Hi all new to n scale does anyone know if they make a engine in diesel or steam that smokes and has rail sounds like a proto2 or tmcc?if so how much are these? Details please


----------



## Ray Haddad (Feb 19, 2014)

I've never seen one that smokes but sound is available. Cost? Can't really say but around $200 and up would be reasonable for a sound equipped engine.


----------



## Krazikev (Nov 28, 2013)

Ray Haddad said:


> I've never seen one that smokes but sound is available. Cost? Can't really say but around $200 and up would be reasonable for a sound equipped engine.


Thanks , is the sound loud? Being its so small ??


----------



## Ray Haddad (Feb 19, 2014)

Speaker improvements have made the sound reasonable but there are other methods for sound. Since sound is normally made by prototypes at crossings, some folks hide fairly powerful speakers inside of or behind buildings near crossings and then you can have some room shuddering sound if you want it. It's cheaper that way. All you need is a sound accessory decoder.

Also, you can have shrill toot whistles for steam and deep air horns for diesel in the same decoder and just select what you want as each train passes. Some people get really fancy and use RFID tags on their trains to change the sound automatically for each type of sound.

Decisions, decisions . . . know what I mean?


----------



## Krazikev (Nov 28, 2013)

Ray Haddad said:


> I've never seen one that smokes but sound is available. Cost? Can't really say but around $200 and up would be reasonable for a sound equipped engine.


Thanks , is the sound loud?

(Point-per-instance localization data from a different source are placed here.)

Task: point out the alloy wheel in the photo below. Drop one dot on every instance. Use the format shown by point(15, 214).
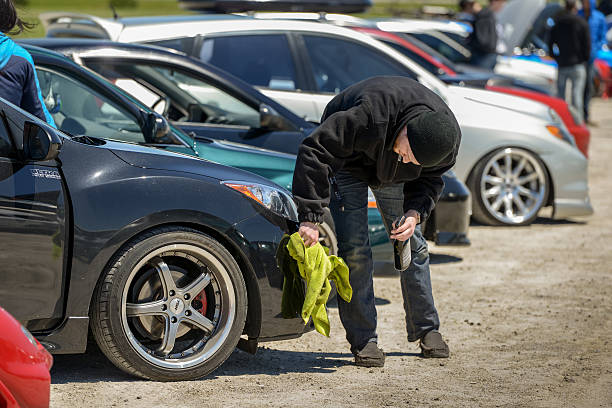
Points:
point(178, 306)
point(513, 186)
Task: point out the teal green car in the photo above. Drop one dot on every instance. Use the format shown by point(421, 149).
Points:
point(251, 136)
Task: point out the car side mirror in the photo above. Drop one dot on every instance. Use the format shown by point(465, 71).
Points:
point(270, 120)
point(155, 127)
point(39, 144)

Being its so small ??


----------



## Brakeman Jake (Mar 8, 2009)

Sound in N scale is improving all the time and can be loud enough to be annoying even with miniature speakers.

At the moment though,steamers are the easiest sound option with their tenders to house the necessary hardware,however the possibility of having sound in N scale diesel is increasing as manufacturers are developping sound ready (or equipped like BLI) locos and decoder makers hop along.

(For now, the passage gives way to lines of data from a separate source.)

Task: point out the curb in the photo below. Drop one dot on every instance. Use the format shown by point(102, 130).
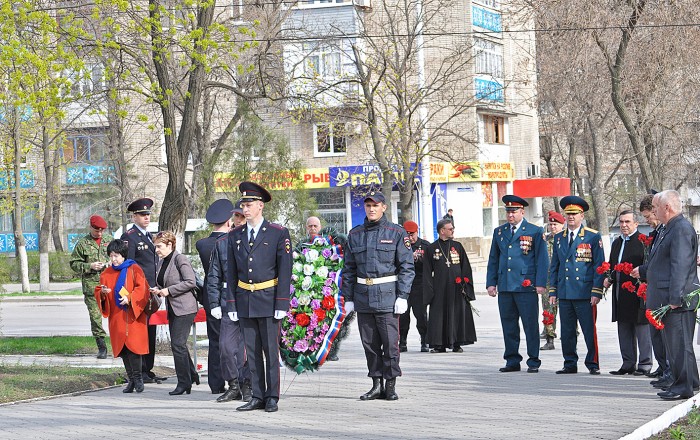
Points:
point(663, 421)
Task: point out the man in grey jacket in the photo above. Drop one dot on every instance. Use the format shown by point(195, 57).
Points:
point(376, 283)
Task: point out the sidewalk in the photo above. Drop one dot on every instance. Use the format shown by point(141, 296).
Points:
point(441, 396)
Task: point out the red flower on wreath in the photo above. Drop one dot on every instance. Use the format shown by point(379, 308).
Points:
point(303, 319)
point(629, 285)
point(328, 302)
point(603, 268)
point(548, 318)
point(320, 314)
point(652, 319)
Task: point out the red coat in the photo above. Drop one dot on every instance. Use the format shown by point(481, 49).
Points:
point(126, 327)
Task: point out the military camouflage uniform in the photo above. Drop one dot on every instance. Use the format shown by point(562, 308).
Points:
point(86, 252)
point(550, 330)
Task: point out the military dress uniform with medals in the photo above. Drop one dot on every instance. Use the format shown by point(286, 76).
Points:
point(143, 251)
point(259, 276)
point(518, 263)
point(573, 280)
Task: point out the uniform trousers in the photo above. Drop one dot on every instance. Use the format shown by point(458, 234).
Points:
point(523, 306)
point(415, 303)
point(631, 335)
point(379, 333)
point(216, 382)
point(571, 311)
point(679, 328)
point(179, 327)
point(261, 337)
point(232, 346)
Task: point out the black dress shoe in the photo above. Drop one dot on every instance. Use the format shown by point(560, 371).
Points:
point(180, 390)
point(254, 404)
point(669, 395)
point(509, 368)
point(622, 372)
point(271, 405)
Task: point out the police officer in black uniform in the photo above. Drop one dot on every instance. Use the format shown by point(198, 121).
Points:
point(143, 251)
point(259, 276)
point(376, 283)
point(219, 216)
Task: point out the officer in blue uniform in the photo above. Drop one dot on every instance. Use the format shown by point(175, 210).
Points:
point(219, 216)
point(259, 276)
point(376, 283)
point(575, 284)
point(143, 251)
point(517, 271)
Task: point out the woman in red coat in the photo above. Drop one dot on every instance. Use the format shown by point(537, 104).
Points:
point(122, 295)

N scale smoke...Arnold made a few models years back that were based on european protoypes and did smoke rather nicely given the size.I'm contemplating the idea of fitting DCC to it but space is such a premium in this one (very small tender) that I already know I can't have both sound & smoke.Either option is a major project anyway so I back logged it to care about other priorities.


----------



## wsboyette (Jan 25, 2014)

N scale locomotive with smoke are hard to find. Arnold made a couple a long time ago, but I believe they were European types. Nobody has attempted to put smoke in an N scale locomotive since.


----------



## Fire21 (Mar 9, 2014)

*?? on feeder wires*

I'm building a 4x8 N-scale layout. This is my first venture into DCC. I'll be using a Digitrax Zephyr Xtra Set for power, and currently have two Kato PA-1s. I have tons of the small telephone wire, like is used to wire in telephones. Will this wire be adequate to use as feeders from a bus? How often should I install one (how long between feeders)? If these wires aren't adequate, what gauge wire should I use, knowing that I want at least a couple more locos in the future? Hope this is where these Qs belong. Thanks for any help....Bob


----------



## Brakeman Jake (Mar 8, 2009)

You should be OK with this wire as feeders.It is recommended to install feeders about every six feet of track,personally I install feeders every 3-4 feet on the main plus a feeder to every length of track between turnouts.Then every siding and spurs should have their feeders too.

If you do install many close feeders,you shouldn't worry they'd be too small...you'll never have more than one train fed by a single feeder.

For a layout this size in N scale,18 ga.is OK for the bus,though you may like 16 ga. better.Larger would be an overkill.


----------



## Brakeman Jake (Mar 8, 2009)

Was forgetting...set colour standards while wiring..it's easy to cross polarity then have a hair pulling short.


----------



## Fire21 (Mar 9, 2014)

*Thanks for quick reply*



Brakeman Jake said:


> You should be OK with this wire as feeders.It is recommended to install feeders about every six feet of track,personally I install feeders every 3-4 feet on the main plus a feeder to every length of track between turnouts.Then every siding and spurs should have their feeders too.
> 
> If you do install many close feeders,you shouldn't worry they'd be too small...you'll never have more than one train fed by a single feeder.
> 
> For a layout this size in N scale,18 ga.is OK for the bus,though you may like 16 ga. better.Larger would be an overkill.


It's great having teachers who have been there!!


----------



## wsboyette (Jan 25, 2014)

The current for your locos is not very high, on the order of 500 MA per loco. I think you'll be fine with what you have, even if it's 22 AWG wire. Since you are having multiple feeds, the effective size of the wire will seem much larger.


----------